Thinking about 9/11 and later. Terrorists fight for many reasons.

Terrorism did not begin with the 9/11 attacks on the World Trade Center.

In that incident, armed men slit the throats of unarmed women, stole their unarmed civilian aircrafts and slammed them into unarmed civilian high-rise buildings, all filled with more unarmed civilians, plus a few security guards, most of them unarmed. While the terrorists also hit the Pentagon, most of those killed were unarmed civilians.

All of this followed the arrival of the terrorists in America using the pretense of doing something useful—learning to safely fly humans and cargo to and from destinations.

When the Trade Center towers fell, supporters of terrorism worldwide celebrated the military achievements of—achievements beginning with lying and ending with the murders of unarmed men, women and children.

While terrorists against America obviously hold grievances, they have chosen less than constructive ways to redress their complaints. Plus, they missed their targets by randomly aiming their stolen weapons. In so doing, they anger the American public. Bad idea.

Americans understand freedom. Those with historical context understand our beginnings fighting oppressive authorities. Britain saw itself as constructive, not oppressive. They viewed the rebellious colonials as rebels worthy of hanging. British military leaders viewed as especially obnoxious and unfair the Pennsylvania Long Rifle.

Although some Britons sympathized with the American colonies, others believed the king and his men could treat the colonists as they wished. After all, the king’s army fought to protect British interests and the British way of life.

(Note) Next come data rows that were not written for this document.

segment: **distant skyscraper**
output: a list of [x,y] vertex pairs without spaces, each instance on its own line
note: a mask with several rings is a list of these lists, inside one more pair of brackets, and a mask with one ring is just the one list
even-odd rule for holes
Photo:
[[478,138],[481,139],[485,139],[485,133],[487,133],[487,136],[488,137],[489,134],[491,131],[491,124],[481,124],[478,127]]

Living in an empire gets somewhat complicated.

Yet, terrorism itself is complex. Some terrorists work only for criminal gain. Some suffer from misguidance and delusion. Others fight for freedom. Many Americans understand the latter. Convince us you want freedom. Do something constructive to earn it. We may be able to help. With a few exceptions, America is not a colonial power. We prefer freedom and international commerce to war and oppression.